Post-excision defects may be reconstructed using full-thickness skin grafts or free flaps. Adjunctive treatments such as topical chemotherapy, cryotherapy, electrocautery, and laser therapy have been attempted but are associated with high recurrence rates. Radiotherapy is not typically recommended due to the potential for malignant transformation. [2,15]
A recent study by Prince et al. found that tumors on nonglabrous areas of the foot (e.g., dorsal surfaces and great toe) had a higher recurrence rate than those on plantar surfaces, despite negative surgical margins.[17] Recurrences typically appeared within months, often in areas of highest tissue stress, including graft sites.
VC generally has a favorable prognosis, with cure rates reported as high as 99% when treated promptly and adequately. [5,18] Nonetheless, long-term surveillance remains essential to monitor for recurrence and rare metastatic progression.
Conclusion
Diagnosing verrucous carcinoma (VC) can be particularly
challenging due to its varied clinical presentations, as individual
patients often exhibit distinct findings.
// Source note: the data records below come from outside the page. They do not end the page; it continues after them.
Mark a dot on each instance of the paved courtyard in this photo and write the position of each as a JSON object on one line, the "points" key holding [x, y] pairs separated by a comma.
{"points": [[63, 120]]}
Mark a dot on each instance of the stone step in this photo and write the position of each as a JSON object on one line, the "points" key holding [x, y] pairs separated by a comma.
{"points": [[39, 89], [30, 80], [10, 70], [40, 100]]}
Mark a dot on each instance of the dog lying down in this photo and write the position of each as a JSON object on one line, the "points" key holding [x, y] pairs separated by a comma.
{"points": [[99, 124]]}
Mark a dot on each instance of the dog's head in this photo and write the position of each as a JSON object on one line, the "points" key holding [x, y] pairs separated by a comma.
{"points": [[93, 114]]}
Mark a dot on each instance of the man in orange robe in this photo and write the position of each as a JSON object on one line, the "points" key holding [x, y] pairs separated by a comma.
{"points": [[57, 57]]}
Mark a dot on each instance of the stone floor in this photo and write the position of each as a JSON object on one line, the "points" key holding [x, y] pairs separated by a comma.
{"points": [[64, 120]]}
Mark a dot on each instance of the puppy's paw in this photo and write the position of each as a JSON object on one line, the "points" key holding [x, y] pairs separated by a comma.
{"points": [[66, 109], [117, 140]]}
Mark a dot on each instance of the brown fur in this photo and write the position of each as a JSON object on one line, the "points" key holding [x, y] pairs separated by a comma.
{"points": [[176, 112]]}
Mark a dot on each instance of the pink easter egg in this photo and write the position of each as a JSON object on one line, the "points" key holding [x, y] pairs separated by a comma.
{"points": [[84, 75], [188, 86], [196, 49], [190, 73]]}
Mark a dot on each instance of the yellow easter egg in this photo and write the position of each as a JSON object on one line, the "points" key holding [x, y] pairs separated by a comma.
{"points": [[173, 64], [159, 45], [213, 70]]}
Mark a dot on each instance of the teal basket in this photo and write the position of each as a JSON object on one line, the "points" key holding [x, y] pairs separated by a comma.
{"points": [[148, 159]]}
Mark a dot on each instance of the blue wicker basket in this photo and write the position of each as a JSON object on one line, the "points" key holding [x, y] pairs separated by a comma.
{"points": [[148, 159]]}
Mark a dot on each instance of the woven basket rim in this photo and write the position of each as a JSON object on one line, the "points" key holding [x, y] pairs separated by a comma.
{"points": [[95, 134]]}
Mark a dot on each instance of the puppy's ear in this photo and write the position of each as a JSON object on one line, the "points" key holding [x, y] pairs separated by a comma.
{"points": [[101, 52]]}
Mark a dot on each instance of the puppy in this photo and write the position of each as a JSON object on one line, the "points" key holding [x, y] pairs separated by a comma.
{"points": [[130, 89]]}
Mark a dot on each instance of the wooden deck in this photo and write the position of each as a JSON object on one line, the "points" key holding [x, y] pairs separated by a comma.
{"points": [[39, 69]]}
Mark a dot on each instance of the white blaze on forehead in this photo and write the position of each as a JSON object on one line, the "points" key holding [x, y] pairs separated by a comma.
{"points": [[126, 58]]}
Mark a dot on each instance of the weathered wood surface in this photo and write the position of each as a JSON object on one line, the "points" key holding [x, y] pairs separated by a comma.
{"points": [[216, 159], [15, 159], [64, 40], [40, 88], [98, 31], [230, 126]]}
In the present case, although
certain hallmark features were noted, others were less apparent.
Furthermore, plantar VC is notably rare, especially among Filipino
patients, which adds complexity to timely diagnosis. Superficial
biopsies of a highly proliferative neoplasm frequently led to
misdiagnosis underscoring the importance of obtaining specimens
that include the deep dermis and subcutaneous fat to capture
the lesion’s full architectural profile. Maintaining a high index of
suspicion, both clinically and histologically, is essential for prompt
recognition and appropriate management, as delayed intervention
may permit progressive local invasion. Finally, given the elevated risk
of recurrence associated with VC, vigilant follow-up and routine
evaluations are recommended until complete healing is confirmed.
Disclosures:
All authors declared no conflicts of interest.Availability of Data & Materials:
Data supporting this study are available from the corresponding
author upon reasonable request.Ethical Considerations:
The research involved no more than minimal risk and used
only the medical data of the patient. Secured data collection was
implemented, involving only the researcher and the Medical Records
staff responsible for patient records. Only necessary information
such as diagnosis, ICD-10 codes used, family history, and treatment
outcome were collected. No other identifying personal information
was recorded throughout the study. A non-disclosure agreement was
established, and only redacted data was recorded. This study protocol
was reviewed and approved by the Institutional Review Board of Jose
R. Reyes Memorial Medical Center (Protocol No. 2024-157).Informed Consent:
Written informed consent was obtained from the patient for this
case report and accompanying clinical images.